Thanks for the updates, Brent. Keep up the good work.

Good luck to S, S, G and K.

12:18 PM  
Anonymous Anonymous said...

Looks llike many people are posting anomymously, I think the DN did the worst of LANG in the money category.

Maybe laughable was too strong, we all work hard in the LANG 'family' and the continued feeling in the IE and is that we must all bow to the DN and just because you have the largest circ doesn't mean your the best.

But we all agree, Singleton is like a kid just looking at tomorrow, is lack of vision will be the paper's downfall.

I don't see how we can consolidate anymore, we are already sharing our newsroom with another paper.

12:26 PM  
Anonymous Samuel R said...

Is this the time for name-calling? Maybe it's time for a reassessment of what we all do -- provide information, be it news, ads, webcasts, podcasts, etc. -- not just what we used to call "news."

I've been in the "news" business long enough to know the customer is changing and we must change, too -- without abandoning the honorable profession of journalism but remembering there's more to a customer's life than the products into which we sink our hearts and energies.

Yep, I've had my share of job layoffs. It stinks. Yell. scream. Get it off your chest.

OK.

Move on.

1:20 PM  
Anonymous Anonymous said...

truth is everyone in lang is doing the job of 3 people and only so much quality work can result from the lack of resouces. we all work in a daily newspaper. We can't put off work for tomorrow. If there isn't someone to put time into a project or a story's development it gets printed half done.

Lets face it some of our most popular news items are thrown together in 30 minutes and there is always a common quote from every bloody story.

SO and so was unavailable for comment, blah blah blah.

whats the point if a story doesn't answer any questions. no wonder LANG has lost enough circ to put any one paper out of business.

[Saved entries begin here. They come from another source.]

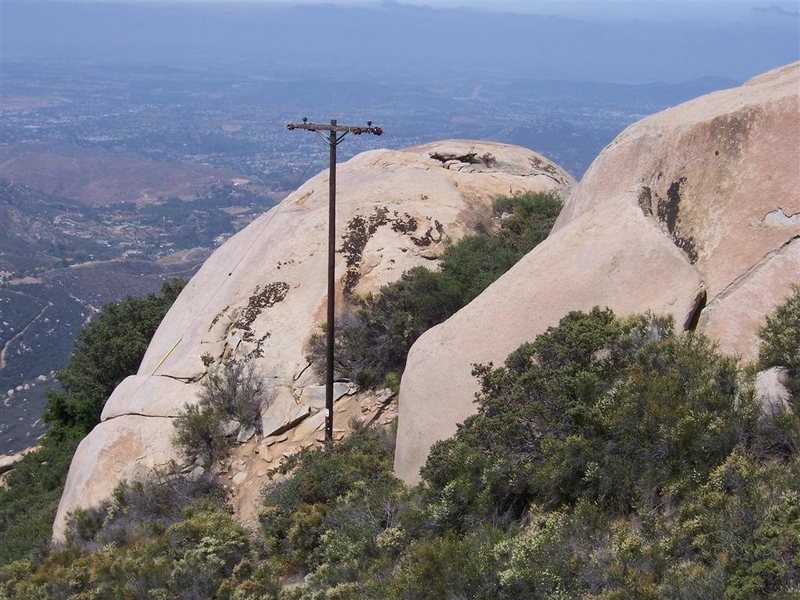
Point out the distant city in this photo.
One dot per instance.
(116, 177)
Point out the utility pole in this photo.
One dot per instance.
(336, 134)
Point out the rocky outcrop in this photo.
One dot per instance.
(694, 212)
(771, 391)
(262, 294)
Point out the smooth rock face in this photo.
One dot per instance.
(587, 263)
(152, 396)
(122, 448)
(702, 196)
(262, 294)
(721, 177)
(771, 391)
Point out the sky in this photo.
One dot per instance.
(623, 41)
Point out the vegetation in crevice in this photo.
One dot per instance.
(609, 458)
(230, 403)
(108, 349)
(372, 342)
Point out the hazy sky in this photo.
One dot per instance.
(613, 40)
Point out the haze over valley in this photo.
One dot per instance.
(136, 139)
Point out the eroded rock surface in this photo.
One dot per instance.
(693, 212)
(262, 294)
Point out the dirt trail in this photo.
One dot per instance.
(21, 333)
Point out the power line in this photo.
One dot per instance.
(336, 133)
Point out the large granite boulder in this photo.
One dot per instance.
(262, 294)
(694, 212)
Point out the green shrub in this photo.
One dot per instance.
(374, 341)
(235, 391)
(109, 349)
(232, 392)
(780, 339)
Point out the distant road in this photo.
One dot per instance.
(21, 333)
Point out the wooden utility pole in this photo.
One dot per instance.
(336, 134)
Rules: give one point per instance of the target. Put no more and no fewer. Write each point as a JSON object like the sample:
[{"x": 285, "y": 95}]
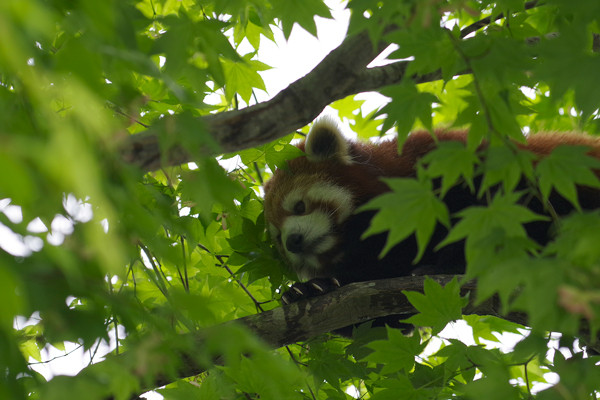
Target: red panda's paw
[{"x": 311, "y": 288}]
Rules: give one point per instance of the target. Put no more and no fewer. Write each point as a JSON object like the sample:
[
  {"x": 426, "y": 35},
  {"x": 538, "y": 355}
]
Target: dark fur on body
[{"x": 358, "y": 168}]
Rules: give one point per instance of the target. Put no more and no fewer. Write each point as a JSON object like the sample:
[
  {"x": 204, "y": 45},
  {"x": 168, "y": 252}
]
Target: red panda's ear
[{"x": 326, "y": 142}]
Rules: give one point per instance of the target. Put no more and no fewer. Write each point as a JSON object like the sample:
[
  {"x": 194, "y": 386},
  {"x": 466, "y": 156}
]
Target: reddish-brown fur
[
  {"x": 372, "y": 161},
  {"x": 361, "y": 176}
]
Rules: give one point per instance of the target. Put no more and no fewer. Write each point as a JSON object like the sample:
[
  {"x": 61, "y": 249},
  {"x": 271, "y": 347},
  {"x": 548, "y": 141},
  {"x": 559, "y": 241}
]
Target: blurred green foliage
[{"x": 105, "y": 253}]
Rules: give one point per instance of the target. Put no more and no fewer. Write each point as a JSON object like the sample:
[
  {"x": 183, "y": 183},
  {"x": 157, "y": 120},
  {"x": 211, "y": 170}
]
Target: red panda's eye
[{"x": 299, "y": 208}]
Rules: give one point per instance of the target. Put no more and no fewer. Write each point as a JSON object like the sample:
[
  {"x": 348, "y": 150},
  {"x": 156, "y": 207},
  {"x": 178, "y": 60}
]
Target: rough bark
[
  {"x": 306, "y": 319},
  {"x": 294, "y": 107}
]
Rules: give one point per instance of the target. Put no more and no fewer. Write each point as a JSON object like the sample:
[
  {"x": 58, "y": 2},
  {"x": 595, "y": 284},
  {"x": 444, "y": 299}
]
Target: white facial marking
[
  {"x": 313, "y": 227},
  {"x": 325, "y": 192},
  {"x": 326, "y": 205}
]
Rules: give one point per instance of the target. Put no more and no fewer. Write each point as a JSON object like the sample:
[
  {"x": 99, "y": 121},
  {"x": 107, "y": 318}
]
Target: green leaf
[
  {"x": 503, "y": 213},
  {"x": 409, "y": 208},
  {"x": 242, "y": 77},
  {"x": 302, "y": 12},
  {"x": 564, "y": 168},
  {"x": 450, "y": 161},
  {"x": 438, "y": 305}
]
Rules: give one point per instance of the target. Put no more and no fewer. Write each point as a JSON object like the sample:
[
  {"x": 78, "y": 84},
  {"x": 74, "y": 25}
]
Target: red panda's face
[
  {"x": 305, "y": 205},
  {"x": 304, "y": 218}
]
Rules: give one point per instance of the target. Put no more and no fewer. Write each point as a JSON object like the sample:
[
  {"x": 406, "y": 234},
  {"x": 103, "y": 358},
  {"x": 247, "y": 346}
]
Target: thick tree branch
[
  {"x": 334, "y": 78},
  {"x": 301, "y": 321}
]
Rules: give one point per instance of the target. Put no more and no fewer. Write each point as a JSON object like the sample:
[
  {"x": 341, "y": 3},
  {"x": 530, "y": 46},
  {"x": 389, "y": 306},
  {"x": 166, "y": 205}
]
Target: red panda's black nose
[{"x": 294, "y": 243}]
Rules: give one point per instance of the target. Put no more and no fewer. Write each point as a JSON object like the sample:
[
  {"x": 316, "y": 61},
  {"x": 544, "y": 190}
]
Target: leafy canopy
[{"x": 105, "y": 254}]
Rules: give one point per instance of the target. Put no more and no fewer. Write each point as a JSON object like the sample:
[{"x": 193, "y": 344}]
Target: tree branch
[
  {"x": 334, "y": 78},
  {"x": 352, "y": 304}
]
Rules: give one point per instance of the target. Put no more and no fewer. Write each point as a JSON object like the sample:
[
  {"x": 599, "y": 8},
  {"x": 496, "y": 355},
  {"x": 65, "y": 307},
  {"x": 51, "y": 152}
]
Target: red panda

Who whats to read this our newspapers if we can't even get the story right.

2:03 PM  
Anonymous Anonymous said...

the readers in Ontario could care less about the DN

I suspect you mean "couldn't"...

11:22 AM  
Anonymous Anonymous said...

Here's a question...if McKeon plans on having less staff writers cover an event, example, a Laker game, why send 8 journalists (one from each LANG property) when you can send one and share the story with the properties, will those 7 writers lose their jobs or will they utlilize those positions to help cover in areas where they could use extra support?